Upcoming event

Real-world complications of anatomical endoscopic enucleation of the prostate: Lessons from the 6193 patients from the Refinement in Endoscopic Anatomical Enucleation of Prostate (REAP) registry

Introduction & Objectives


Anatomical endoscopic enucleation of the prostate (AEEP) is a guideline-recommended surgical treatment for benign prostate hyperplasia (BPH). The Refinement in Endoscopic Anatomical enucleation of Prostate (REAP) database was established to analyse outcomes and complications of AEEP using real-world data from centres across the world.

Materials & Methods


The REAP registry consists of 6193 patients who underwent AEEP for BPH in 8 centres between January 2020 and January 2022. Procedures were performed by 12 experienced surgeons with >200 cases of enucleation experience each. Patients with previous prostate/urethral surgery, prostate cancer, and pelvic radiotherapy were excluded. Patients who underwent concomitant lower urinary tract surgery (internal urethrotomy, cystolithotripsy, or transurethral resection of bladder tumor) were also excluded. Patients were assessed post-surgery according to the local standard of care; follow-up time intervals were either 3, 6, 12, 24 months, or a combination of the above time points. Complication rates and postoperative urinary incontinence were analyzed.

Results


The median age was 68, with 8% of the cohort being aged >80 years. 22% of patients were on a preoperative indwelling catheter for urinary retention. 38% of patients had large prostates (>80cc). Thulium fiber laser was the commonest modality (37%), followed by high-power Holmium laser (32%), and propensity score-matched comparisons found no difference in most postoperative outcomes between the two. 2-lobe enucleation technique was the commonest (49%) followed by en-bloc enucleation (39%). 86% of procedures were performed under spinal anesthesia. The median operation time was 67 min (IQR 50-95). Median postoperative catheter time was 2 days (IQR 1-3).
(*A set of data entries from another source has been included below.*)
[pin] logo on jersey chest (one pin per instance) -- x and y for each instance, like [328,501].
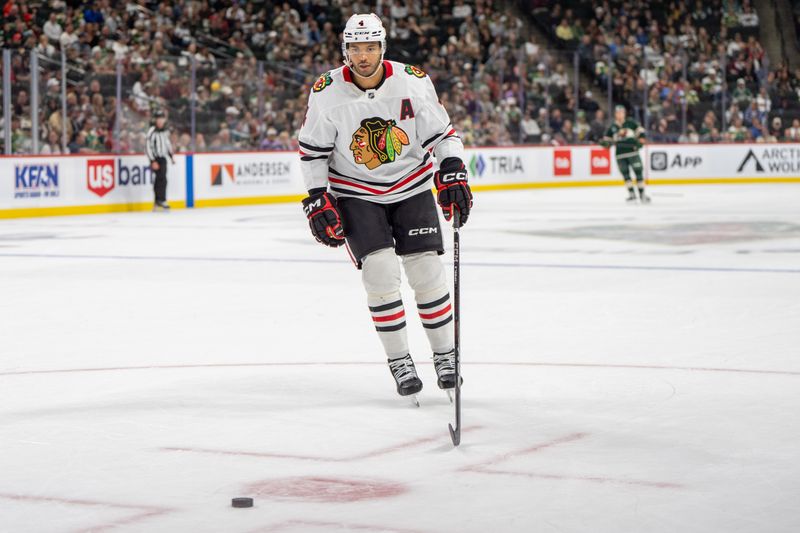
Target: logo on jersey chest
[322,82]
[377,141]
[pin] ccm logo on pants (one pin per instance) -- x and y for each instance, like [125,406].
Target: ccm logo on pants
[422,231]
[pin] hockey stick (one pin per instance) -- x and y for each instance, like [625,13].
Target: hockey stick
[455,433]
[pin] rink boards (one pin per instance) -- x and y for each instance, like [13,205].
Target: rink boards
[67,185]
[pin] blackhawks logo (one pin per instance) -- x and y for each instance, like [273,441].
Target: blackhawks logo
[415,71]
[377,141]
[322,82]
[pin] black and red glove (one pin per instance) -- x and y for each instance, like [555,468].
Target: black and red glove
[324,219]
[452,188]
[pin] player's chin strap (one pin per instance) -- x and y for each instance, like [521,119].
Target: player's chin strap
[349,64]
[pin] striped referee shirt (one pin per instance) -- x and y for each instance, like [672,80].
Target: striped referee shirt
[158,144]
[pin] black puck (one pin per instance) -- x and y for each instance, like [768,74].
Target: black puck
[242,502]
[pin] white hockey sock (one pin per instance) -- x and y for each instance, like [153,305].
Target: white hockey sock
[380,273]
[426,276]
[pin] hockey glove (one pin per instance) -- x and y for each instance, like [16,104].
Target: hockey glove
[453,191]
[324,219]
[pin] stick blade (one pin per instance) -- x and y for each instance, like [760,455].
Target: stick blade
[455,435]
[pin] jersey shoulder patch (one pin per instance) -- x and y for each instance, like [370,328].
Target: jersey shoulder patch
[324,81]
[411,70]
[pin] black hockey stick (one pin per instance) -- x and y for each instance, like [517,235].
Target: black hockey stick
[455,433]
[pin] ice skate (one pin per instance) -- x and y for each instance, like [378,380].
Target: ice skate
[445,365]
[405,375]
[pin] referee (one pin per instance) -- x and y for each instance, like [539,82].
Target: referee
[158,147]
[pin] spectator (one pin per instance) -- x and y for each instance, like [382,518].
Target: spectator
[597,128]
[52,29]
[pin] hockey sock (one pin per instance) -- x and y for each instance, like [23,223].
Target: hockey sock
[381,277]
[426,276]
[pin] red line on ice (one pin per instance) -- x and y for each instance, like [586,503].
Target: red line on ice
[527,451]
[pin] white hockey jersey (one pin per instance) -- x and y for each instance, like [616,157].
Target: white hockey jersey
[375,144]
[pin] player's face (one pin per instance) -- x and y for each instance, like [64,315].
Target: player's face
[364,57]
[362,153]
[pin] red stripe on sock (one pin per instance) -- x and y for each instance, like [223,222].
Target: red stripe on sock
[437,314]
[389,318]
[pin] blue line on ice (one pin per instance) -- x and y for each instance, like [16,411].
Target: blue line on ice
[466,263]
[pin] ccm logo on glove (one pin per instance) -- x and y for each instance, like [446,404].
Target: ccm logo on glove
[422,231]
[324,219]
[453,192]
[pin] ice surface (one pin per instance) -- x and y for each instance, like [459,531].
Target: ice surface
[627,369]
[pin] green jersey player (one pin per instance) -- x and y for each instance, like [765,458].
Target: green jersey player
[628,136]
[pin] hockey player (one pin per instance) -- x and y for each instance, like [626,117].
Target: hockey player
[367,142]
[628,136]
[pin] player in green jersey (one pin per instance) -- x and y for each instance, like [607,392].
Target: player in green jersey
[628,136]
For early complications (<30 days), acute urinary retention occurred in 4.1%, urinary tract infection in 4.7%, and sepsis requiring intensive care unit admission in 0.1%. Postoperative incontinence occurred in 15%, of which most were <3 months in duration; this was commoner in patients with prostate volume >100cc. Late complications included bulbar urethral stricture requiring intervention in 1.3% and bladder neck sclerosis requiring transurethral incision in 0.7%.

Conclusions


The REAP registry is, to our knowledge, the largest multicenter global registry of AEEP for BPH by highly experienced surgeons. Analysis of complications from this database show that AEEP is a safe procedure with a low incidence of serious complications. Urinary incontinence and urethra/bladder neck injury are the two main concerns with AEEP, which may be more prevalent when dealing with large prostates. Patients must be appropriately counselled as these can negatively impact quality of life in the immediate postoperative period.